There’s no doubt that the vote for Brexit has divided the country. What we’re now seeing is its chickens coming home to roost in Westminster. The referendum on being part of the European Union posed only two questions: should we stay or should we go.
The government feels it can only have one stance on the outcome of that vote, that we should leave because that’s how most people voted. Meanwhile the opposition, despite Corbyn’s deliberate ambiguity at times, back leaving because they too fear undermining those who voted to leave.
That, by its nature, leaves the millions of people who voted remain, along with the MPs who backed it, feeling unrepresented and politically homeless regardless of whether they consider themselves to be left or right wing. As a report released by the Hope Not Hate campaign group just last month. After polling almost 33,000 people they found that more than two thirds of the British public feel they are not represented by a mainstream political party.
However, whether there are enough of those people out there, who would vote for a new political proposition and seriously challenge those who support the government’s position on Brexit is up for debate.
It’s too soon to tell how this will affect Parliament.

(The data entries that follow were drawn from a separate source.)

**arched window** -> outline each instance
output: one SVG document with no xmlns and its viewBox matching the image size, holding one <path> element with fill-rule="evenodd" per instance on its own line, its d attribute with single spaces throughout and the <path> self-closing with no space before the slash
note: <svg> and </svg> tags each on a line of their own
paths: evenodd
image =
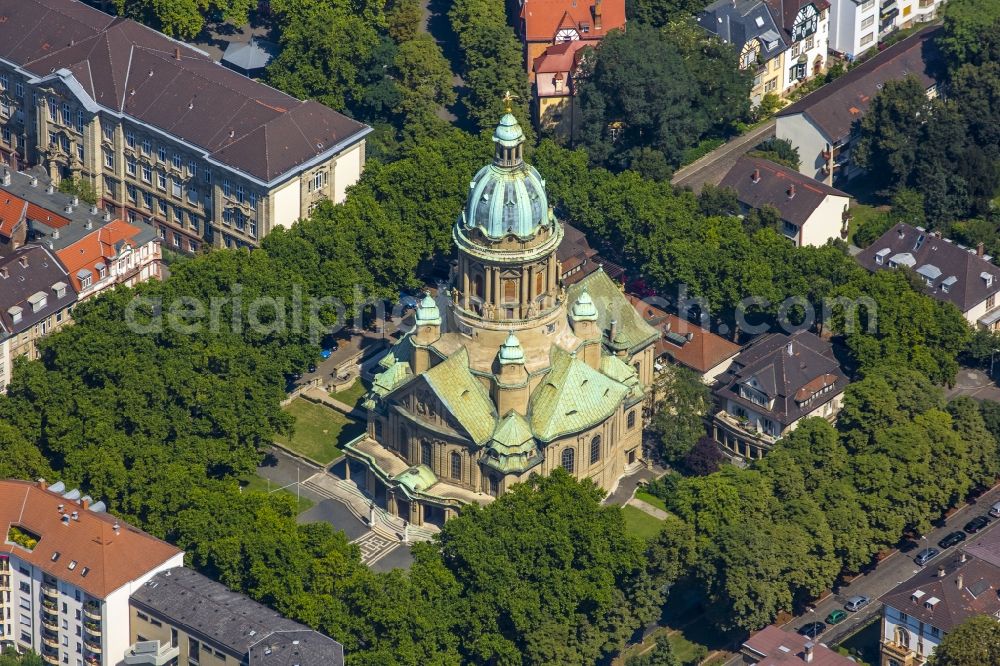
<svg viewBox="0 0 1000 666">
<path fill-rule="evenodd" d="M 497 495 L 500 494 L 500 479 L 498 479 L 495 476 L 491 476 L 489 478 L 490 478 L 490 495 L 496 497 Z"/>
<path fill-rule="evenodd" d="M 572 474 L 574 469 L 576 468 L 575 457 L 576 457 L 576 451 L 574 451 L 573 449 L 563 449 L 562 466 L 563 469 L 569 472 L 570 474 Z"/>
<path fill-rule="evenodd" d="M 896 627 L 896 645 L 910 647 L 910 632 L 902 627 Z"/>
<path fill-rule="evenodd" d="M 483 292 L 483 275 L 482 273 L 476 273 L 472 276 L 472 293 L 476 298 L 482 299 L 485 294 Z"/>
<path fill-rule="evenodd" d="M 635 363 L 632 364 L 632 369 L 635 370 L 635 374 L 637 375 L 642 375 L 642 370 L 639 369 L 641 367 L 642 366 L 639 364 L 639 361 L 636 361 Z"/>
<path fill-rule="evenodd" d="M 399 442 L 397 442 L 396 450 L 399 451 L 399 455 L 407 460 L 410 459 L 410 431 L 406 428 L 399 430 Z"/>
<path fill-rule="evenodd" d="M 535 296 L 541 296 L 545 293 L 545 271 L 538 271 L 535 273 Z"/>
<path fill-rule="evenodd" d="M 375 420 L 375 439 L 382 440 L 382 421 Z"/>
<path fill-rule="evenodd" d="M 590 464 L 593 465 L 600 459 L 601 459 L 601 436 L 596 435 L 594 439 L 590 440 Z"/>
<path fill-rule="evenodd" d="M 451 452 L 451 478 L 462 479 L 462 456 L 457 451 Z"/>
<path fill-rule="evenodd" d="M 432 449 L 431 449 L 431 443 L 430 442 L 428 442 L 426 440 L 420 442 L 420 464 L 421 465 L 427 465 L 428 467 L 433 467 L 433 465 L 431 464 L 433 462 L 431 460 L 431 452 L 432 452 Z"/>
<path fill-rule="evenodd" d="M 503 302 L 504 303 L 517 302 L 517 280 L 503 281 Z"/>
<path fill-rule="evenodd" d="M 635 410 L 633 409 L 628 413 L 628 429 L 631 430 L 635 427 Z"/>
</svg>

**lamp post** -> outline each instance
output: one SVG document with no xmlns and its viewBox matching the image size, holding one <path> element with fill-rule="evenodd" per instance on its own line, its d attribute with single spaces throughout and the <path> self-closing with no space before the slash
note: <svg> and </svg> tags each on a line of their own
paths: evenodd
<svg viewBox="0 0 1000 666">
<path fill-rule="evenodd" d="M 990 379 L 993 379 L 993 359 L 996 356 L 998 349 L 994 349 L 990 352 Z"/>
</svg>

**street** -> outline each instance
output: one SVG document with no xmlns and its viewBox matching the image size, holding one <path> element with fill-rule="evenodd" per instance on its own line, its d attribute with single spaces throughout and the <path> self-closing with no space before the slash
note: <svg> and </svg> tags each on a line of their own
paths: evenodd
<svg viewBox="0 0 1000 666">
<path fill-rule="evenodd" d="M 695 192 L 701 191 L 706 183 L 718 185 L 729 170 L 736 166 L 739 158 L 772 136 L 774 136 L 773 118 L 746 134 L 730 139 L 729 142 L 686 167 L 678 169 L 670 182 L 677 187 L 690 187 Z"/>
</svg>

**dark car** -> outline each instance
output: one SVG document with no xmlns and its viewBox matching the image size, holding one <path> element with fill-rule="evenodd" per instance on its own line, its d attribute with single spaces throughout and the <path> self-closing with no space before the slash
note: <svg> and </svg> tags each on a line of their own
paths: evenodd
<svg viewBox="0 0 1000 666">
<path fill-rule="evenodd" d="M 865 595 L 856 594 L 853 597 L 848 598 L 847 603 L 844 604 L 844 609 L 849 610 L 852 613 L 856 613 L 871 602 L 872 600 Z"/>
<path fill-rule="evenodd" d="M 952 546 L 957 546 L 963 541 L 965 541 L 965 532 L 952 532 L 945 538 L 938 541 L 938 546 L 941 548 L 951 548 Z"/>
<path fill-rule="evenodd" d="M 937 548 L 924 548 L 922 551 L 917 553 L 917 556 L 913 558 L 913 561 L 920 566 L 924 566 L 940 554 L 941 551 Z"/>
<path fill-rule="evenodd" d="M 989 524 L 990 524 L 989 518 L 987 518 L 986 516 L 978 516 L 967 522 L 965 524 L 965 527 L 963 527 L 962 529 L 964 529 L 969 534 L 975 534 L 976 532 L 983 529 Z"/>
<path fill-rule="evenodd" d="M 810 622 L 799 627 L 799 635 L 816 640 L 816 637 L 826 631 L 826 625 L 822 622 Z"/>
<path fill-rule="evenodd" d="M 843 622 L 846 619 L 847 619 L 847 613 L 845 613 L 844 611 L 842 611 L 842 610 L 840 610 L 838 608 L 838 609 L 832 611 L 829 615 L 826 616 L 826 623 L 827 624 L 840 624 L 841 622 Z"/>
</svg>

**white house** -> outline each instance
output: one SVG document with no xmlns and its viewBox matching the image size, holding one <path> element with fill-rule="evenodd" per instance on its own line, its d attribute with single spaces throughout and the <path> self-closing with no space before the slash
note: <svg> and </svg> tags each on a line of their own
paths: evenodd
<svg viewBox="0 0 1000 666">
<path fill-rule="evenodd" d="M 746 213 L 771 206 L 794 245 L 825 245 L 847 234 L 849 194 L 770 160 L 741 157 L 719 183 L 732 188 Z"/>
<path fill-rule="evenodd" d="M 877 0 L 830 0 L 830 50 L 851 61 L 878 44 Z"/>
<path fill-rule="evenodd" d="M 0 646 L 53 666 L 123 664 L 129 595 L 184 563 L 61 483 L 0 481 L 0 530 Z"/>
<path fill-rule="evenodd" d="M 161 277 L 160 239 L 148 224 L 114 220 L 56 253 L 79 292 L 79 300 L 123 284 Z"/>
<path fill-rule="evenodd" d="M 854 126 L 886 81 L 913 75 L 928 97 L 937 94 L 931 72 L 938 57 L 933 40 L 940 30 L 927 28 L 893 44 L 778 112 L 775 134 L 798 148 L 801 173 L 832 185 L 861 172 L 851 161 Z"/>
</svg>

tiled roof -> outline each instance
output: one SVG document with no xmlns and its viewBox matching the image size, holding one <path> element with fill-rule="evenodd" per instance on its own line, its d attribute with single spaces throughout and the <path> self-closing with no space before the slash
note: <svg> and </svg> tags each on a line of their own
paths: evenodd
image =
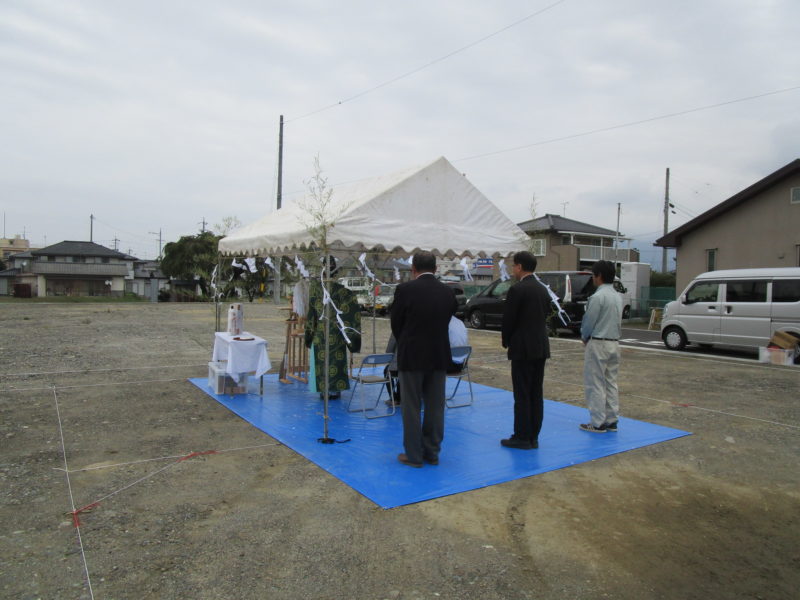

If there were to be an election tomorrow or, even, next week the Independent Group wouldn’t really have any impact but, if they can gather more steam and convince more MPs to join them then they could, in theory, affect how things go in the House of Commons.
When 4 Labour MPs split from their party during Michael Foot’s leadership in the 1980s to form the SDP they managed to reach a total number of 35. However, they only ever managed to convince one Conservative to join them. In that respect, the Independent Group if it were to become a party is already more of a political coalition.
We’re currently watching our two main political parties splinter because they can’t agree about Brexit and what happens next depends on so many things: when or if an election is called, what happens next in Brexit negotiations and whether more MPs defect.
What we can be fairly certain of, however, is that this is definitely what history looks like.